I have a friend that runs a claim on the south fork of the American River. He puts on a diving suit and heads down about 20~30 feet and starts turning over huge boulders with a winch mounted on a floating platform. He sucks up the gravel and muck under the huge rocks and runs them through a sluice. last year he pulled out 90 ounces...you do the math.

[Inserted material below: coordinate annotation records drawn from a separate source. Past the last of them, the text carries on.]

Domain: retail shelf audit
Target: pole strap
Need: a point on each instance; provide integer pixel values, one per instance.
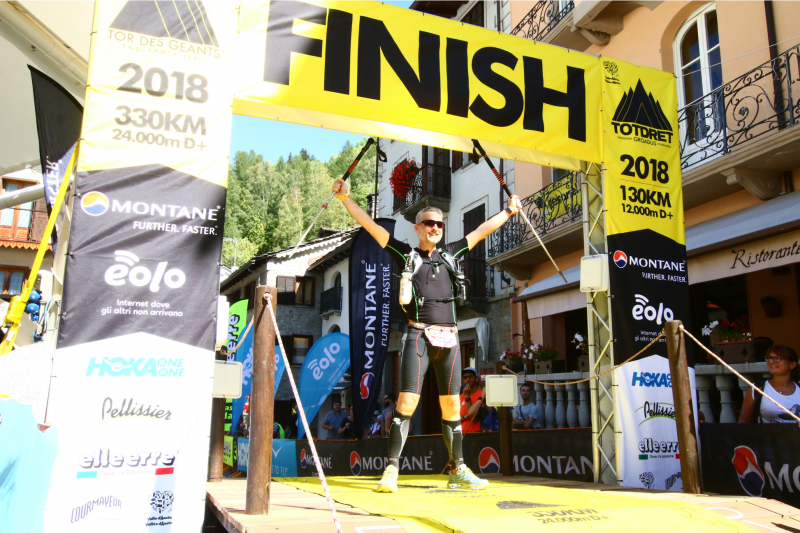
(303, 415)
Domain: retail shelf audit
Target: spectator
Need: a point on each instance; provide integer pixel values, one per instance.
(347, 428)
(782, 387)
(333, 420)
(525, 414)
(388, 413)
(473, 410)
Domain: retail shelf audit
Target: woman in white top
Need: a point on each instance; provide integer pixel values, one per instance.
(783, 365)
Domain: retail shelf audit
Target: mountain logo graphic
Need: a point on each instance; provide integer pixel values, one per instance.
(639, 114)
(184, 21)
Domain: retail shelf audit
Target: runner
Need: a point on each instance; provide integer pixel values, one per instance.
(432, 282)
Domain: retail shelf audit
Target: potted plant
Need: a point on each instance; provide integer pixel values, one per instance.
(513, 360)
(545, 360)
(731, 340)
(403, 176)
(583, 350)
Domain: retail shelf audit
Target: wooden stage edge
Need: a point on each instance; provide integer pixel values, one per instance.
(294, 511)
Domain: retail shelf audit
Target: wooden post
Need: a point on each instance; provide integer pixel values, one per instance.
(684, 412)
(262, 396)
(506, 452)
(217, 441)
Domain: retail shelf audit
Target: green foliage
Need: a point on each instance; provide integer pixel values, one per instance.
(270, 206)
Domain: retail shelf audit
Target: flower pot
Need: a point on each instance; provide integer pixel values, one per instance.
(550, 367)
(734, 352)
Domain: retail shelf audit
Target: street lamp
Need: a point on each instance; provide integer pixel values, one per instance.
(234, 249)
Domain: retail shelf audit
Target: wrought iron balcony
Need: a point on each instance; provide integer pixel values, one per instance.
(480, 279)
(431, 187)
(541, 20)
(554, 206)
(758, 103)
(331, 302)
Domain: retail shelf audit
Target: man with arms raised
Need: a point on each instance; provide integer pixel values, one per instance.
(432, 335)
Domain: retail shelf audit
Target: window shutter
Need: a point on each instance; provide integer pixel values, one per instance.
(458, 160)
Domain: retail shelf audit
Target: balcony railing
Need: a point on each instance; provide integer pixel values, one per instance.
(433, 180)
(480, 278)
(552, 207)
(541, 20)
(331, 301)
(758, 103)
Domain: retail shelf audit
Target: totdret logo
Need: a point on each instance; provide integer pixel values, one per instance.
(94, 203)
(366, 384)
(489, 461)
(620, 259)
(355, 463)
(751, 478)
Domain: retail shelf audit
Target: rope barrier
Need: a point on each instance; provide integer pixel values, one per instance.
(300, 410)
(726, 365)
(631, 358)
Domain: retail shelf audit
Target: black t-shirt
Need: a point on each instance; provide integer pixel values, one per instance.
(429, 284)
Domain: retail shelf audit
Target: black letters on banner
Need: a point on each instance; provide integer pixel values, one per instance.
(761, 460)
(281, 42)
(371, 271)
(374, 38)
(558, 454)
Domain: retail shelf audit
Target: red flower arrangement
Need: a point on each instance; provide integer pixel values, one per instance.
(403, 177)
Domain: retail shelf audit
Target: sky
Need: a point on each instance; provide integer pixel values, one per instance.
(273, 139)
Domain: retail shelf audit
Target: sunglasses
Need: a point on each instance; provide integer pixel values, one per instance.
(432, 223)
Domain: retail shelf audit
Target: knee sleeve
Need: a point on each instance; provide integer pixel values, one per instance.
(451, 431)
(397, 436)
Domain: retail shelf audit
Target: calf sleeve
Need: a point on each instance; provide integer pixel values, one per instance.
(451, 431)
(397, 437)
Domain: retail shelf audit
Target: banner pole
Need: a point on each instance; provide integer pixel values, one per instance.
(302, 414)
(346, 175)
(521, 212)
(18, 303)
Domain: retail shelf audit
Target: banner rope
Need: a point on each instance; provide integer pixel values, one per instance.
(726, 365)
(300, 410)
(631, 358)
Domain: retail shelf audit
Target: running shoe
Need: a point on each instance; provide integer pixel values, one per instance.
(388, 482)
(464, 478)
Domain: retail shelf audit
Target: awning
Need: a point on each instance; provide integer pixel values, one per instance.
(772, 217)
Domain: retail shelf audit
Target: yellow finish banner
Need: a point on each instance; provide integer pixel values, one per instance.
(378, 69)
(642, 156)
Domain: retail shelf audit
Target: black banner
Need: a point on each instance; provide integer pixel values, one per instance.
(559, 454)
(142, 253)
(650, 286)
(58, 123)
(752, 460)
(371, 270)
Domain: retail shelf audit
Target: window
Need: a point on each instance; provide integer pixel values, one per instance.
(304, 291)
(11, 279)
(474, 16)
(14, 223)
(697, 58)
(296, 290)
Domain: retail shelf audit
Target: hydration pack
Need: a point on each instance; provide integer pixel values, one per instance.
(414, 262)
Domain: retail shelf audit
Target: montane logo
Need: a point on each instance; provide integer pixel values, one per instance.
(640, 115)
(184, 21)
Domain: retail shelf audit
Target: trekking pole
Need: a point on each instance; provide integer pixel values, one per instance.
(521, 212)
(346, 175)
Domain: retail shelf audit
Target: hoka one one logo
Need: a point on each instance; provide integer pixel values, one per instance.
(651, 379)
(137, 367)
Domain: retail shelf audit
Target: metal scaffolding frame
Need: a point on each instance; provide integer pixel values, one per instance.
(605, 434)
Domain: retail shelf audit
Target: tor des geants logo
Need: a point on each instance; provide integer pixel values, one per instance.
(183, 21)
(639, 115)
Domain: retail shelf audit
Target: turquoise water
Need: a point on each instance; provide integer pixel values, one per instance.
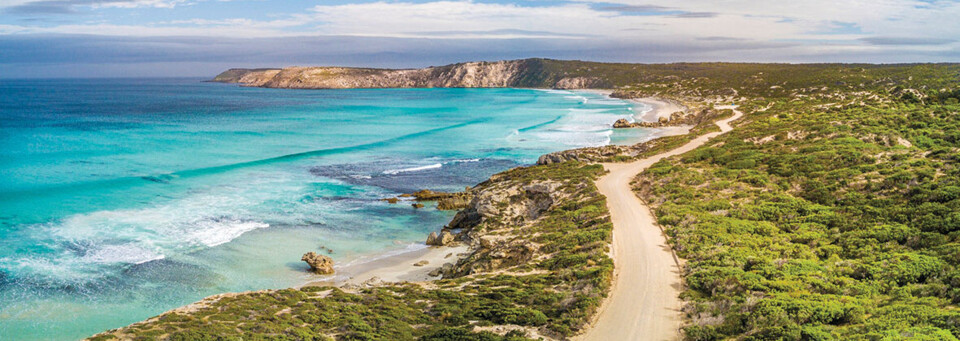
(121, 199)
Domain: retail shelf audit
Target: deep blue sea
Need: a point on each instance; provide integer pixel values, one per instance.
(121, 199)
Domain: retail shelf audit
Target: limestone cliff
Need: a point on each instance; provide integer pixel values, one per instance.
(513, 73)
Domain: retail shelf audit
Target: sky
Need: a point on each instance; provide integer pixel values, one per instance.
(200, 38)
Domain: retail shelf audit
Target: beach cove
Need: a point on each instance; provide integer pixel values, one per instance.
(199, 189)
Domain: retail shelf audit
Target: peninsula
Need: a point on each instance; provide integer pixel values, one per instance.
(822, 206)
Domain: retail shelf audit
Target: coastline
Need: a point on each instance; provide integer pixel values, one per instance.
(398, 266)
(661, 108)
(391, 267)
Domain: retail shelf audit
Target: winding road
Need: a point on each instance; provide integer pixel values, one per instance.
(644, 303)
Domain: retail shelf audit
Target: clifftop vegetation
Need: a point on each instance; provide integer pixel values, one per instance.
(831, 212)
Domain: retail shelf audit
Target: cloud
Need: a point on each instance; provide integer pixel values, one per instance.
(71, 6)
(696, 15)
(426, 32)
(906, 41)
(635, 8)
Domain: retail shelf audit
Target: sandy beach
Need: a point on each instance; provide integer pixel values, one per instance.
(394, 267)
(661, 108)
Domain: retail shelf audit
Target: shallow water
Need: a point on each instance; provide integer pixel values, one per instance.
(121, 199)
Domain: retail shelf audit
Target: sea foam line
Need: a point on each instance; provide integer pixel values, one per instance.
(412, 169)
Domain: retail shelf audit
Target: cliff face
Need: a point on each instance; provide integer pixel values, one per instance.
(513, 73)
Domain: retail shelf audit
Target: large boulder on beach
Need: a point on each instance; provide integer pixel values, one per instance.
(444, 238)
(622, 123)
(319, 264)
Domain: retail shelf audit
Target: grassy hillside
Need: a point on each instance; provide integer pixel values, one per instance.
(553, 291)
(833, 214)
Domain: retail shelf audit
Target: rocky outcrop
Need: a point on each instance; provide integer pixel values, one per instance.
(444, 238)
(588, 154)
(609, 153)
(582, 83)
(534, 72)
(319, 264)
(445, 200)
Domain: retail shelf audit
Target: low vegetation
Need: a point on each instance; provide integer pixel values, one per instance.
(826, 217)
(831, 212)
(554, 294)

Ok I'll do it for you... 90 ounces X $1300 an ounce =$117,000. :D

I picked up a pan last year and it goes with me wherever I go. I can find a few "pickers" now an again but mostly dust. More fun than anything else...

PMSteve
10-08-2010, 02:37 PM
I worked at a gold mine for several years and the mining company put out a pamphlet with odd facts about gold.
1. Since it's an element, no more is being made. What's here is all there is.
2. Only 1.5 to 2% of the existing gold on the planet has been found (geologist estimate)
3. All of the refined gold in the world would fit into a room 50'x50'x50' with plenty of room to spare. This includes Ft.Knox.
4. In the movies when you see guys tossing gold bullion bars around like they are made of wood. They probably are. A bar of gold 10"x5"x4" weighs approximately 70 pounds. Most men would be hard pressed to hold one in one hand.
5. In California where the Gold Rush started, there is still more gold in the ground that has been removed by a factor of 1000 times. (again, geologists estimate)
6. most gold now being mined in the USA is microscopic gold and is removed from the ore by electrochemical means. It's considered profitable to recover one tenth of an ounce (troy weight) per ton of ore. (14.583 troy ounces = 1 pound)

Old Philosopher
10-08-2010, 02:56 PM
I worked at a gold mine for several years and the mining company put out a pamphlet with odd facts about gold.
1. Since it's an element, no more is being made. What's here is all there is.
2. Only 1.5 to 2% of the existing gold on the planet has been found (geologist estimate)
3. All of the refined gold in the world would fit into a room 50'x50'x50' with plenty of room to spare. This includes Ft.Knox.
4. In the movies when you see guys tossing gold bullion bars around like they are made of wood. They probably are. A bar of gold 10"x5"x4" weighs approximately 70 pounds. Most men would be hard pressed to hold one in one hand.
5. In California where the Gold Rush started, there is still more gold in the ground that has been removed by a factor of 1000 times. (again, geologists estimate)
6. most gold now being mined in the USA is microscopic gold and is removed from the ore by electrochemical means. It's considered profitable to recover one tenth of an ounce (troy weight) per ton of ore. (14.583 troy ounces = 1 pound)
I've heard more than once that nearly all the gold in circulation is constantly being recycled. Most that's mined now is used for industrial/electrical applications.

Old Philosopher
10-08-2010, 03:43 PM
I never got rich either, but it's a fun hobby and a good reason just to get out. If the brookies aren't biting, out comes the gold pan. ;)

justin_baker
10-08-2010, 03:48 PM
There are still gold claims and gold panning machines along the rouge river (Around southern oregon) and some other rivers in northern CA. I would see them on my way up to happy camp, ca.

EdD270
10-08-2010, 07:40 PM
Quickest way to learn about gold in your area is to visit the local chapter of Gold Prospectors Association of America, their website is www.goldprospectors.com, they'l have a listing of local chapter in your area.
Also, remember your search engine is your friend. Do a search for gold prospecting, meteorite hunting, and other similar combinations to find lots of forums, websites, and other info. I'm getting into the meteorite hunting, too, good excuse to get into the woods to do something "productive" rather than just wander around.